Secure Data Enclave — SDE
A secure virtual desktop research environment.
The Secure Data Enclave (SDE) provides Columbia researchers with a secure, remotely accessible, virtual Windows 10 desktop environment to store and collaboratively analyze PII and PHI data as an alternative to traditional "cold room" computing environments.
Using a web browser, researchers can work on sensitive data and collaborate with other members of their project simultaneously. Researchers will only be able to access data explicitly placed in the virtual environment which is destroyed after use and is restricted so it can only reach other systems within the SDE. Data can only be transferred to and from the system by the designated Data Security Officer (DSO), required for each individual project.
SDE Details
The SDE is certified by CUIMC Security as HIPAA-compliant, and is certified for the storage and analysis of PII and PHI data. Users can reference the CUIMC Security RSAM registration ID number (3868), which confirms the SDE's certification by CUIMC Security for HIPAA compliance.
Additionally the SDE has been approved for use of popular restricted datasets including the Bureau of Labor Statistics National Longitudinal Surveys (NLSY) datasets, University of North Carolina Longitudinal Study of Adolescent Health (Add Health) datasets, and European Commission Eurostat restricted economic datasets.
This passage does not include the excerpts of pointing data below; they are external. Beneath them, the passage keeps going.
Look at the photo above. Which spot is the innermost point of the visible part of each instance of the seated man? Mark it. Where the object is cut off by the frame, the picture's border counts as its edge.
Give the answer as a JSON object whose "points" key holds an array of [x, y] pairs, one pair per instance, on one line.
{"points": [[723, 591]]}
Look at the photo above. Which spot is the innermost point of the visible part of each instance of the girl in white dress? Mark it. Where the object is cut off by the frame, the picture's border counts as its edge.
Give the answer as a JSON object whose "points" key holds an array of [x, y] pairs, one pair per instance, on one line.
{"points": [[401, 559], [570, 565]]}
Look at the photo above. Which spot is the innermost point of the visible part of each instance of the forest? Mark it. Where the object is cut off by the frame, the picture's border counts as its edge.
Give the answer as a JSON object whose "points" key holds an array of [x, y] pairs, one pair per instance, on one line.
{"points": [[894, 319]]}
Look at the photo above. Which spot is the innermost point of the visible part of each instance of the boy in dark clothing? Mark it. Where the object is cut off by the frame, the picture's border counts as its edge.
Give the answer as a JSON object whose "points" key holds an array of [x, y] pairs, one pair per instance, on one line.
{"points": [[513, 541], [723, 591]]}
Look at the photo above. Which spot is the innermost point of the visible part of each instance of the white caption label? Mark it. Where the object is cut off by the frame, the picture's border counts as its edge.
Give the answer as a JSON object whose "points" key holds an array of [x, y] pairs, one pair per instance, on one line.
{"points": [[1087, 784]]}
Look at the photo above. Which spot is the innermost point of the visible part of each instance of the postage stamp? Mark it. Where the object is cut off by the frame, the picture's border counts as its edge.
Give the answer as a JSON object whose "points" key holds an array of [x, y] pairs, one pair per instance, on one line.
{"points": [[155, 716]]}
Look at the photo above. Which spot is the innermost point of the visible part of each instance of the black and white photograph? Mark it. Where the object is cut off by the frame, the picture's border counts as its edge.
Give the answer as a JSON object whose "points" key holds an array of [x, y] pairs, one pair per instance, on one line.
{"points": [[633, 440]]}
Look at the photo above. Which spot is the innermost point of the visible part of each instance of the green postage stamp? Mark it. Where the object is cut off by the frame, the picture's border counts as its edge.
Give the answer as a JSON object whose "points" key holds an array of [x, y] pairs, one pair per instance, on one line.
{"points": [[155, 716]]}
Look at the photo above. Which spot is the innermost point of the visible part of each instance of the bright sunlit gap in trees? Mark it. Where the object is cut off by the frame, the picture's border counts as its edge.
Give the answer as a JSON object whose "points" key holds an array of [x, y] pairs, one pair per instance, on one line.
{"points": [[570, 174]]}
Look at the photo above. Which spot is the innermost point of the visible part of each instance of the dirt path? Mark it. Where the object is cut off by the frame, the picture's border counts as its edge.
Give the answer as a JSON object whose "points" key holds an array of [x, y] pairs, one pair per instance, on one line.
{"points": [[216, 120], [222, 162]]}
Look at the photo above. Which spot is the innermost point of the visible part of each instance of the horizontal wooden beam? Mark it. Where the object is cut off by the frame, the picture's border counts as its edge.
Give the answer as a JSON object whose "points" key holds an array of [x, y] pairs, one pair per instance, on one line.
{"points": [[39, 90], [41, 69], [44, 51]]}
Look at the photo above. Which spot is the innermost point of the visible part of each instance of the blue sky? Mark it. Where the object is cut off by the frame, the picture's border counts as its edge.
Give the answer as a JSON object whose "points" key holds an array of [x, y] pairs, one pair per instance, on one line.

Researchers on the SDE have access to a virtual Windows 10 desktop system with 4 cores of an E5-2680 CPU and 16GB of RAM. The amount of storage is divided between shared and individual user storage. A standard project is given 60 GB of data storage and 25 GB of group work collaborative space. Individual users get 20 GB of working directory space, and 2 GB for a Home Directory for code files and an additional 2 GB to stage files that need to be moved off the SDE.
If increases in CPU, RAM or storage resources are necessary, reach out to [email protected] to request a review by RCS. Such changes may incur additional fees to acquire and provide said resources.
The Research Computing Services (RCS) team handles software installation and updates, but user licenses must be provided by the project. Currently the SDE supports many types of statistical packages, including Stata, R, STAN, QGIS, and more. Other historically used programs, depending on licensing availability, have included SPSS, SAS, and more.
The standard offering is four accounts: Primary Investigator (PI), two Research Assistants (RAs), and Data Security Officer (DSO). Both for security and system access volume we ask project applicants to err towards restricting project members to as few users as necessary. If more researchers require access, it can be accommodated, but there may be additional costs associated.
Users must have a UNI and VPN access to use the SDE. Outside collaborators can get a UNI and VPN access through appropriate department-level HR status. CUIT’s RCS team manages accounts for the SDE for Columbia-affiliated users.
Researchers using the SDE system must identify a Data Security Officer (DSO). Often this is someone from the researchers' local IT group. The DSO will need to be added to the project's IRB protocol (if applicable). The DSO is responsible for:
- Loading and removing the restricted-use data
- Retrieving output on behalf of their project members
- Ensuring that all materials exported from the SDE do not violate the data use agreement or their project’s data handling requirements
- Conducting a training session for the researchers on how to securely access and manage their project data stored on the SDE
The SDE is priced at $552 per project, per year, which includes two user accounts, and one Data Security Officer account. Discounts are available for bulk purchases. Contact [email protected] to discuss.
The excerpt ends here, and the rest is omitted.